Capture d'écran du site d'EDF. La page montre la communication employée par ce sponsor de la conférence climat qui se déroule au Bourget.  (EDF)

En effet, comme le souligne l'agence Wise, l'atome émet du CO2 et pas en moindre quantité si l'on intègre toutes les étapes, de l'extraction d'uranium jusqu'au démantèlement de la centrale. Selon ses calculs, le nucléaire émettrait 66 grammes de CO2 par équivalent kilowattheure. C'est plus que l'éolien (14 gCO2 eq/kWh) ou l'hydraulique (6 gCO2 eq/kWh)

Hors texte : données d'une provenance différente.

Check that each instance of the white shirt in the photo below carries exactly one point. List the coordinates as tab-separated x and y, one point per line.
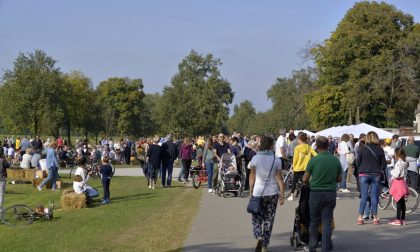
43	164
280	143
79	187
262	163
26	161
81	172
389	154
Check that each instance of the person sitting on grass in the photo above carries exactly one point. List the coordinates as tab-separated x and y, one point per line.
106	174
80	187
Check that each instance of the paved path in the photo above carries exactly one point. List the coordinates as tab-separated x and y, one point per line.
222	224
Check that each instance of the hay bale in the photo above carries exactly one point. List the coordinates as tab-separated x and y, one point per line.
37	181
29	174
72	200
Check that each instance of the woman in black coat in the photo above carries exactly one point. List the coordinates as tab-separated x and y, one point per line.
154	156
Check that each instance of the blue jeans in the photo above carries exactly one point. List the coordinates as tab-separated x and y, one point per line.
52	175
321	207
167	167
209	168
343	183
371	182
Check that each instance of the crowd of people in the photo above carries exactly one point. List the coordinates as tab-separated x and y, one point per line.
327	164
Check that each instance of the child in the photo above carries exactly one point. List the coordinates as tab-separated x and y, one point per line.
106	174
399	188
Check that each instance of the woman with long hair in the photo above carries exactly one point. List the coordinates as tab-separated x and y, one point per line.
265	181
370	162
208	162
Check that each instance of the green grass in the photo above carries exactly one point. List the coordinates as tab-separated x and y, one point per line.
138	219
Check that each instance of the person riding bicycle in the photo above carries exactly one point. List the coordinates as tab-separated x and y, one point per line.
302	154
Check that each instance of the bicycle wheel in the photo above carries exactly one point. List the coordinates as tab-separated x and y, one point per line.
384	199
411	201
17	215
196	182
72	171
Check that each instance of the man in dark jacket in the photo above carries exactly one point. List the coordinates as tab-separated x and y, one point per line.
169	155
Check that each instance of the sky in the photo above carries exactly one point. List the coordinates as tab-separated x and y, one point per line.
257	41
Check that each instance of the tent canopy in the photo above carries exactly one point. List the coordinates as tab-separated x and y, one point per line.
356	130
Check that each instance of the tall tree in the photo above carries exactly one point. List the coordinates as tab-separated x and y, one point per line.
29	97
243	115
288	94
122	102
367	57
197	100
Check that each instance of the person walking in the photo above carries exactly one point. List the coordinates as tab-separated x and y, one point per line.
301	157
208	162
412	152
322	173
52	165
220	147
265	181
186	158
370	162
399	189
343	150
3	175
169	155
154	155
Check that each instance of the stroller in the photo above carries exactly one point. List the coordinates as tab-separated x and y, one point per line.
300	235
230	181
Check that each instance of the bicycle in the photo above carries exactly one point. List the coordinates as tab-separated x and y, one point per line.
411	201
20	215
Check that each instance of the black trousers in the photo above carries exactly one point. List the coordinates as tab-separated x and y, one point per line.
105	185
296	176
412	180
401	209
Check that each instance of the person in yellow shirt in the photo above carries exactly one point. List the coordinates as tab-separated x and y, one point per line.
301	156
17	143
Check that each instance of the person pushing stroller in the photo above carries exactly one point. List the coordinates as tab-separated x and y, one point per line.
322	173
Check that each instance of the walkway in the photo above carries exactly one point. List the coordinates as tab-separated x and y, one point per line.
222	224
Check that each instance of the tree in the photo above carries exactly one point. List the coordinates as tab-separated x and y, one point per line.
121	100
78	100
368	57
243	115
29	97
197	100
287	95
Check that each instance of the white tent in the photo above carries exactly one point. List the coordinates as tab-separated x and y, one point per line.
356	130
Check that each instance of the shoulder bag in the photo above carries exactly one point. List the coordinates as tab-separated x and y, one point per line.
255	203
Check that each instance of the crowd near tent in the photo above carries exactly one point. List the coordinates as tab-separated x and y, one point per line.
356	130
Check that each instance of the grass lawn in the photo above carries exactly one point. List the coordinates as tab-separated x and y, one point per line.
138	219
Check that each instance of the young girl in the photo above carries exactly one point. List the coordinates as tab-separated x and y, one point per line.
106	174
399	187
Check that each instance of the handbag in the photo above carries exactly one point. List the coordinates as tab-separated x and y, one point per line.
255	203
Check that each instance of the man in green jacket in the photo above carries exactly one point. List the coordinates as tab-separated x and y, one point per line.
323	173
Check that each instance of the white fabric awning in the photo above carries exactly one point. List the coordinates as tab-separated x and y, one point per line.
356	130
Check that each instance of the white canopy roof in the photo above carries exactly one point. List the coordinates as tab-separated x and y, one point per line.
356	130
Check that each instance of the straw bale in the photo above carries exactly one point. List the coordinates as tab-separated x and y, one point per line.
72	200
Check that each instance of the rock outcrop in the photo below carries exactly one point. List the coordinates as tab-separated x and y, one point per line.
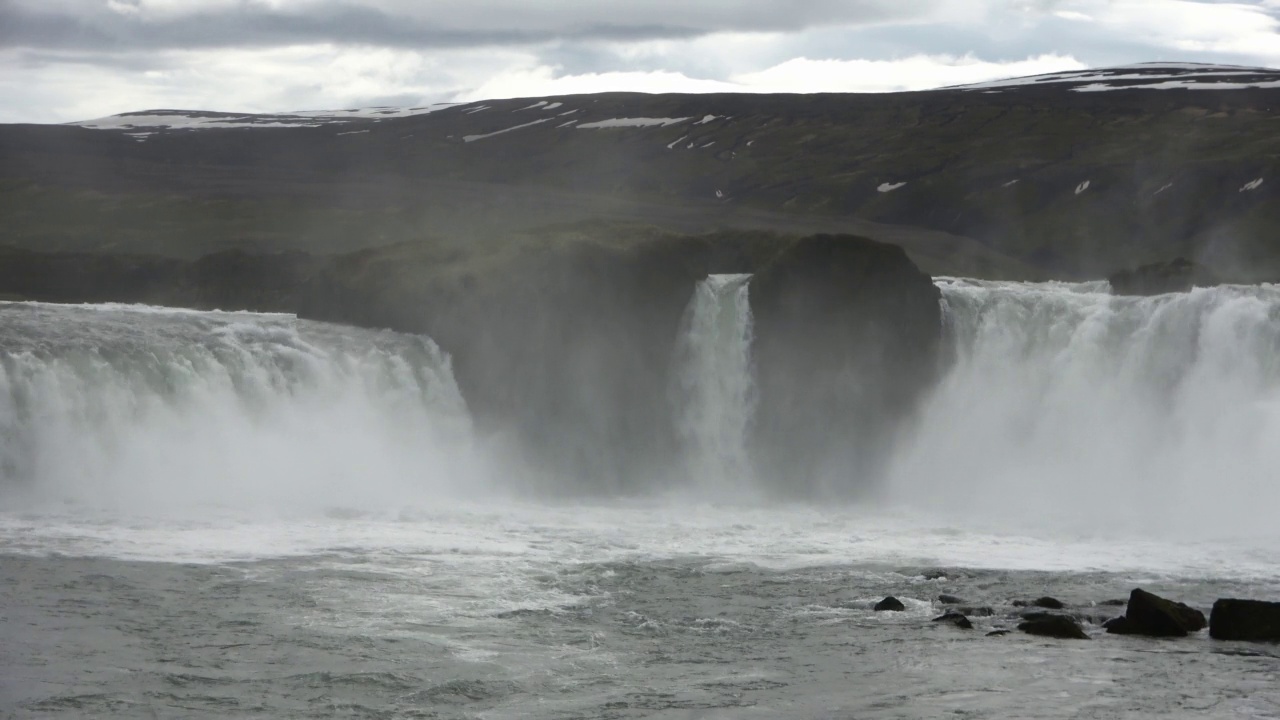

Et c'est sans compter que le groupe reste discret sur ses activités à l'étranger. Au total, EDF possède encore 16 centrales à charbon, qui émettent chaque année 69 millions de CO2. En 2014, l'électricien a même investi dans une centrale chinoise, d'une puissance de 2 000 mégawatts. L'équipement sera doté d'une technologie lui permettant de brûler moins de charbon, notent Les Echos, mais cet exemple illustre l'ambivalence du sponsor.

Un risque pour les négociations climatiques ?

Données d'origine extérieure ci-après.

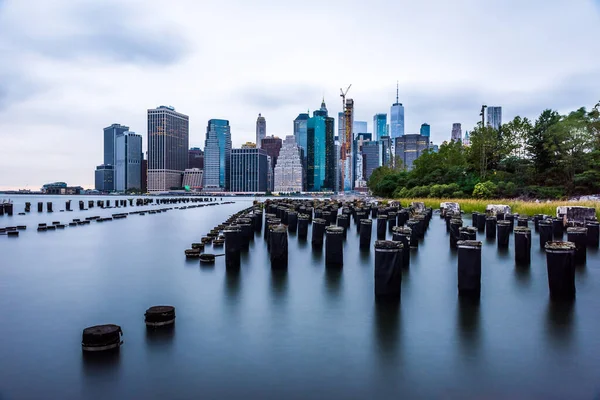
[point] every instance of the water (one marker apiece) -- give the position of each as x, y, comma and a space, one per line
308, 333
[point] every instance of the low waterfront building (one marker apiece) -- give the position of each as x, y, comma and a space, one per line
192, 178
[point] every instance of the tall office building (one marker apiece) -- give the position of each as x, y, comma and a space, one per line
409, 148
300, 130
144, 181
348, 165
272, 145
386, 151
195, 158
104, 178
289, 171
371, 159
217, 155
300, 124
249, 168
379, 126
110, 137
357, 159
358, 127
168, 143
494, 117
321, 151
397, 117
456, 132
261, 129
128, 165
467, 139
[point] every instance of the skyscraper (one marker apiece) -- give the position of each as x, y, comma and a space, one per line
300, 130
425, 130
110, 136
321, 148
494, 117
386, 151
249, 170
467, 139
145, 174
379, 126
289, 171
217, 153
409, 148
357, 158
346, 159
168, 143
261, 129
456, 132
371, 157
128, 165
196, 158
397, 117
358, 127
104, 178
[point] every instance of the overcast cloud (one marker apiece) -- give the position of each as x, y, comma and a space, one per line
68, 68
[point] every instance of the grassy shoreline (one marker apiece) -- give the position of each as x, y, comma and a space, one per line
517, 206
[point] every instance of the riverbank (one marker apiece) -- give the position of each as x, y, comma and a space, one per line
517, 206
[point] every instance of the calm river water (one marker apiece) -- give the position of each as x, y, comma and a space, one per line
310, 333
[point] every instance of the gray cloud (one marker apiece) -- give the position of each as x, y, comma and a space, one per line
107, 30
271, 97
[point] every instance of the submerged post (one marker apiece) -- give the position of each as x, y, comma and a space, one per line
469, 268
365, 234
522, 245
388, 269
578, 236
279, 247
232, 248
561, 269
334, 246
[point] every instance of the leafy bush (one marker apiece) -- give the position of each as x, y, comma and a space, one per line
484, 190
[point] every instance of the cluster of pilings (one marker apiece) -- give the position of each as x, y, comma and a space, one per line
235, 233
107, 337
331, 221
498, 224
57, 225
84, 205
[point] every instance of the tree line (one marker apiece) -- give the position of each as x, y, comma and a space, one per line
552, 157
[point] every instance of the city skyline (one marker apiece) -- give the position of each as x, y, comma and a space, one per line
78, 57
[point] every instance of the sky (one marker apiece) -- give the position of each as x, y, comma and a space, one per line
69, 68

Pour les ONG, la conférence climat aurait dû obliger les multinationales à faire leur révolution écologique. Problème : aucune contrepartie n’a été fixée par le gouvernement.

On a choisi comme financeurs des entreprises qui ne sont pas des acteurs de la transition énergétique, mais qui ont simplement fait un gros chèque. Ça pose question.

Célia Gautier, du Réseau Action Climat

à francetv info

Cette experte des négociations internationales pointe la responsabilité de l'Etat, actionnaire de plusieurs grands mécènes, comme Engie ou Air France. Dans ce contexte, l'inquiétude grandit quant à une possible influence de ces grandes entreprises sur les négociations climatiques.

"Au-delà du sponsorship, ce qu'on dénonce surtout, ce sont les activités de lobby que ces grands pollueurs opèrent au sein des négociations onusiennes, regrette Malika Peyraut. Le problème, c'est tout ce qui se passe dans les couloirs. C'est ce qui fait qu'on ne retrouve aucune mention des termes 'énergies fossiles' dans le texte de pré-accord."